63. Urteil der I. Zivilabteilung vom 5.November 1974 i.S. Brasserie de
Haacht SA gegen Eidgenössisches Amt für geistiges Eigentum. Regeste

    Verwaltungsgerichtsbeschwerde.

    Zulässigkeit einer bedingten Beschwerde (Erw. 1) sowie von neuen
Vorbringen, die vor Erlass des angefochtenen Entscheides hätten geltend
gemacht werden können (Erw. 3).

    Markenrecht.

    Madrider Abkommen (Fassung von Nizza 1957), Art. 5 Abs. 1; Pariser
Verbandsübereinkunft (Fassung von Lissabon), Art. 6 quinquies lit. B,
6 quinquies lit. C; Art. 14 Abs. 1 Ziff. 2 MschG. Schutzvoraussetzung
einer geographischen Herkunftsbezeichnung (Erw. 2).

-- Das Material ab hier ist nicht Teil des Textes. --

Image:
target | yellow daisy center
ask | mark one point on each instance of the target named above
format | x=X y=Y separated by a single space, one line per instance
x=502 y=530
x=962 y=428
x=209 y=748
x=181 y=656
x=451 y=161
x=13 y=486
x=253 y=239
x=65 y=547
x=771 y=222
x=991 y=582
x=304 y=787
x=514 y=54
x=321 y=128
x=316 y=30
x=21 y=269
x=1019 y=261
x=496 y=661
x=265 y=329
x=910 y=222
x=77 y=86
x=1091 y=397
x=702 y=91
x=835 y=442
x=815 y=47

    Ausnahmsweise Schutzfähigkeit eines international hinterlegten Zeichens
in der Schweiz, das nur im Ursprungsland Verkehrsgeltung erlangt hat
(Erw. 4).

Sachverhalt

    A.- Die Brasserie de Haacht SA ist Inhaberin der beim Bureau
Bénélux des Marques eingetragenen Wortmarke "Haacht". Sie hinterlegte
das für Getränke und namentlich für Bier bestimmte Zeichen auch beim
Internationalen Amt für geistiges Eigentum.

    Mit Verfügung vom 22. Januar 1974 verweigerte das Amt dieser Marke
vorläufig den Schutz. Es führte zur Begründung insbesondere aus, die
Bezeichnung "Haacht" sei eine nicht unterscheidungskräftige belgische
Herkunftsangabe, die für Erzeugnisse anderen Ursprungs täuschend sei.
Gleichzeitig forderte es die Gesuchstellerin auf, nachzuweisen, dass sich
das Wort Haacht durch langen und unangefochtenen Gebrauch als Kennzeichen
ihrer Erzeugnisse durchgesetzt habe.

    B.- Da die Brasserie de Haacht SA innert der ihr anberaumten
dreimonatigen Frist eine Durchsetzung der Marke im Verkehr nicht geltend
machte, verweigerte das Amt am 22. Mai 1974 die Eintragung endgültig.

    C.- Die Brasserie de Haacht SA beantragt mit
Verwaltungsgerichtsbeschwerde, die Verfügung des Amtes aufzuheben und
die Marke "Haacht" in der Schweiz zu schützen. Das Amt beantragt, auf
die Beschwerde nicht einzutreten, eventuell sie abzuweisen.

    Mit Verfügung vom 17. Juli 1974 trat es auf ein Wiedererwägungsgesuch
der Beschwerdeführerin vom 5. Juli 1974 nicht ein.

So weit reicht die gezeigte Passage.